Published by HarperCollins
Summary: Amos Abernathy loves history, and it’s a good thing because his mother runs the Chickaree County (Illinois) Living History Project. Amos enjoys his work there as an interpreter, working with his best friend Chloe. When a boy named Ben starts volunteering, Amos develops a crush, but Ben is ambivalent about whether or not he’s gay. The three kids discover an interest in people written out of history, like those who were LGBTQ+, or Black like Chloe. The narrative goes back and forth between Amos’s first-person narration of the present and letters he wrote the previous year to a (deceased) Civil War trans man named Albert D. J. Cashier. In the letters, Amos describes his relationship with Ben, how it ends, and how Ben refuses to speak to him. He also reveals a secret project that has to do with the kids presenting untold history to the public. This presentation is the culmination of the story, where the past catches up with the present, and Amos, Ben, and Chloe get to express who they really are through their passion for history. 304 pages; grades 4-7.

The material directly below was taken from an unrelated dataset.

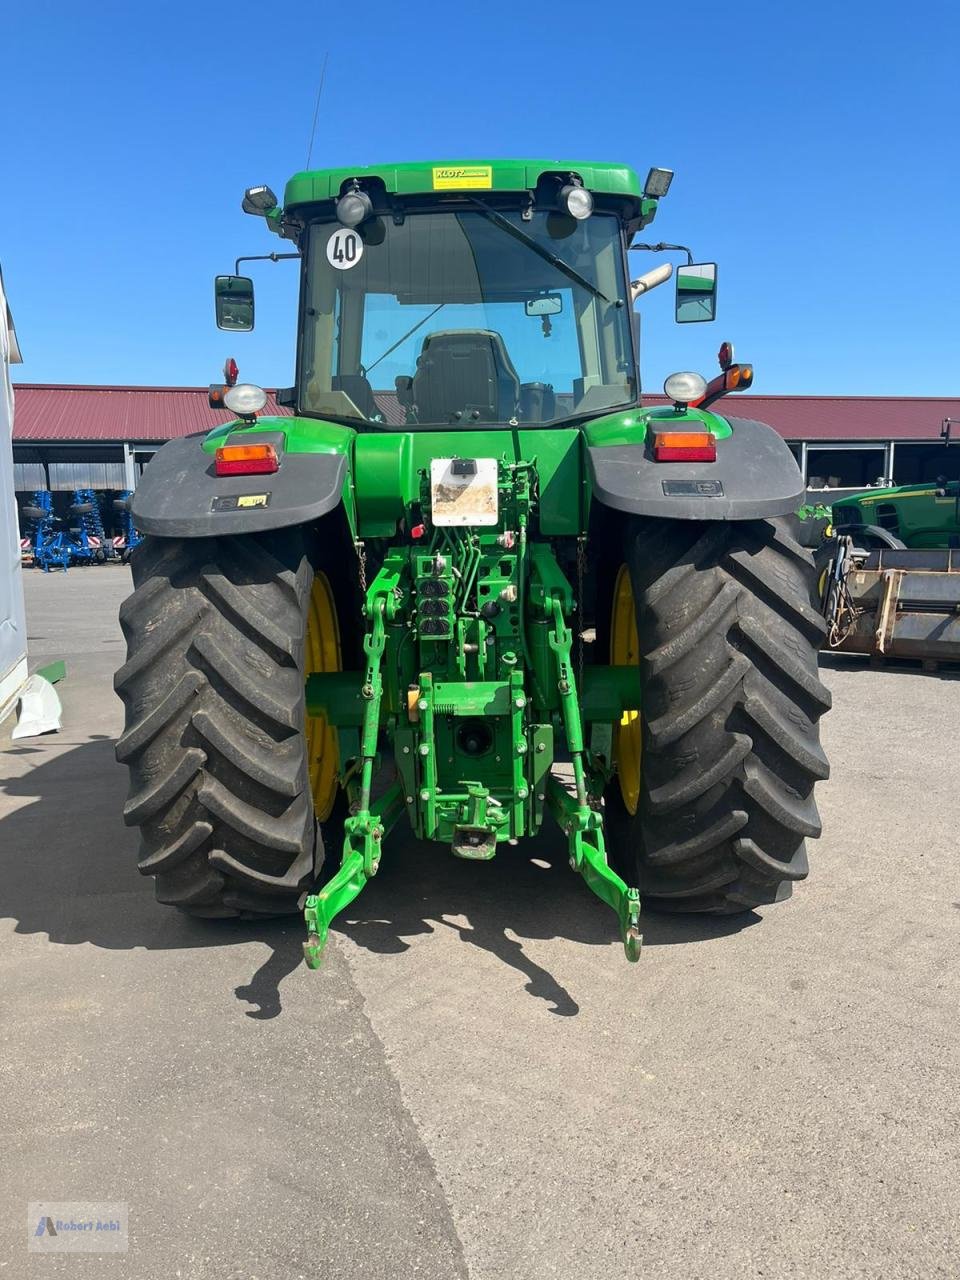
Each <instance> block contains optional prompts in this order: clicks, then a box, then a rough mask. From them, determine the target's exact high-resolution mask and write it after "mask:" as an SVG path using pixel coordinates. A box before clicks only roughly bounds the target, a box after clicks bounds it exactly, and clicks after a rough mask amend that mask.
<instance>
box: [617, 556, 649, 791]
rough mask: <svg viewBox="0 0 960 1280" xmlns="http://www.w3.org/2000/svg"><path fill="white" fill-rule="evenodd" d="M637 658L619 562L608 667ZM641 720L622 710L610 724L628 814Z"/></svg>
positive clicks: (639, 733) (637, 759) (640, 765)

Pros: There’s lots going on in this story which would make an interesting book club choice with plenty to discuss about who has been written out of history. The alternating chapters of letters describing the past and Amos narrating the present make for an engaging structure.
Cons: Michael Leali makes a few rookie mistakes in this debut novel, like occasionally crossing the line between good story with a message and a story with an agenda. There also aren’t a lot of shades of gray in portraying characters who are either a little too good to be true or completely misguided/evil.